Here at peta2, we do our very best to inspire young people to speak up for animals, but to be honest, it’s usually the other way around! Every day, we talk to hundreds of inspiring and compassionate people who aren’t afraid to speak out against what they know is wrong.
One of those inspiring people is Betsy Orozco. Betsy is a Los Angeles high school student who volunteered with peta2 this past semester as part of a school project. Keep on reading to see why Betsy is one of our heroes!
What inspired you to help animals and volunteer with peta2 for the semester?
I wanted to work in something related to animal rights because animals are just like us when it comes to the things that matter, like wanting to live and be happy. They get bullied by humans, and they need someone to speak up for them. I wanted to be that someone.
You started your own anti-bullying group at school. What motivated you to do that?
I got bullied from sixth grade all the way up to eighth grade. They would make fun of the way I talked and what I believed in. I decided that enough was enough and talked to my counselor. She told me that what they were saying didn’t matter. None of the things that those people were saying was true, so why let their words bother me? She was right! I wanted to make sure that no other students were ever victims of bullying again, so I started my own anti-bullying group to let people know that they are not alone.
Speaking up not only for you but also for others can be hard. How do you find the courage to do that?
When I was being bullied, no one spoke up for me. I want to make sure that it didn’t happen to anyone else. People are naturally kind; they just need to be informed to take action. That’s why I share my story. I believe that when people hear how bullying truly affects people, they change their mind. And if they’re bullies themselves, they might even stop! Same goes with animal rights—people will start caring once they hear the truth, so don’t give up.
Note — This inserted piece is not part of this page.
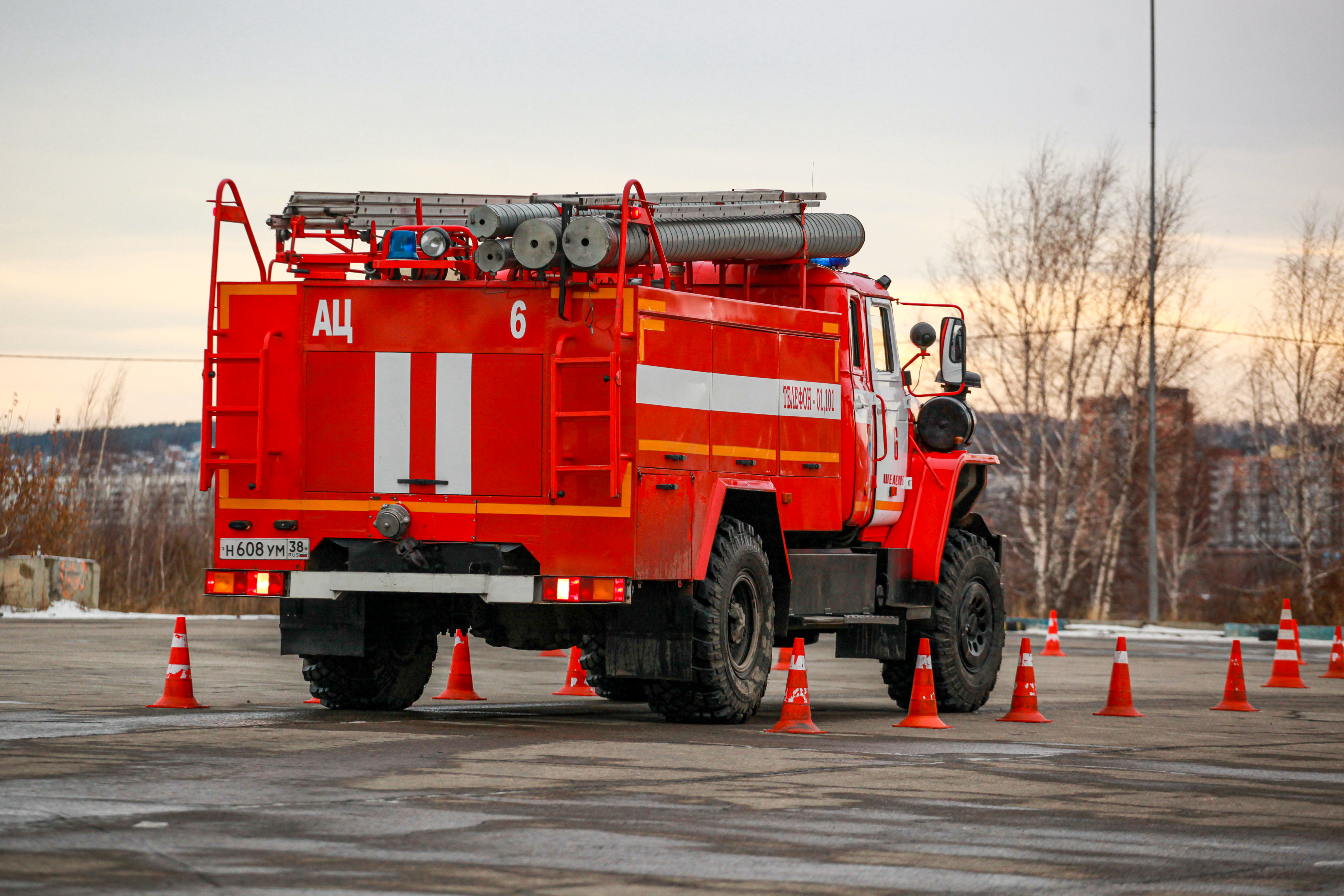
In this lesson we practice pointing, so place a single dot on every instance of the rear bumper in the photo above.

What did you learn at peta2?
I learned so much about the ways in which animals are tortured and killed for the meat industry. It was also during my time here that I decided to take a stand and go vegan. I learned that compassion should be spread to all living beings, not just those who look like us. I set up an animal rights stand at my school’s library—I have to restock it almost every day because people are loving the leaflets and stickers!
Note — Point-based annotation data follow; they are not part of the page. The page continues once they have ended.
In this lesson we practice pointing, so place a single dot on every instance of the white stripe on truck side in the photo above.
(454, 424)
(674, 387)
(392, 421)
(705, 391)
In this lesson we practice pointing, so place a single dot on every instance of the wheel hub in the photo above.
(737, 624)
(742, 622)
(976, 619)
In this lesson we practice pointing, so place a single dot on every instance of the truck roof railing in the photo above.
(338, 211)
Some people think that it’s hard to be vegan in a Hispanic family. What do you say to them?
It’s SO easy! At first, my dad wasn’t super on board, but he started to support me once he learned about how healthy being vegan can be. I also went to my local Hispanic foods market, and they had a lot of options, like soy milk, tofu, and even vegan chorizo. Restaurants like Subway and Taco Bell also have a lot of vegan options, making it easy to help animals even if you’re on a budget.
What’s your fave vegan food?
Buffalo-style cauliflower from this place in front of the peta2 office. SO GOOD.
What would you say to kids who are being bullied or going through a rough patch right now?
It might seem hard right now, but things do get better. Talk to someone—a parent, teacher, friend, or classmate. And remember that no matter what they say, you are still incredible.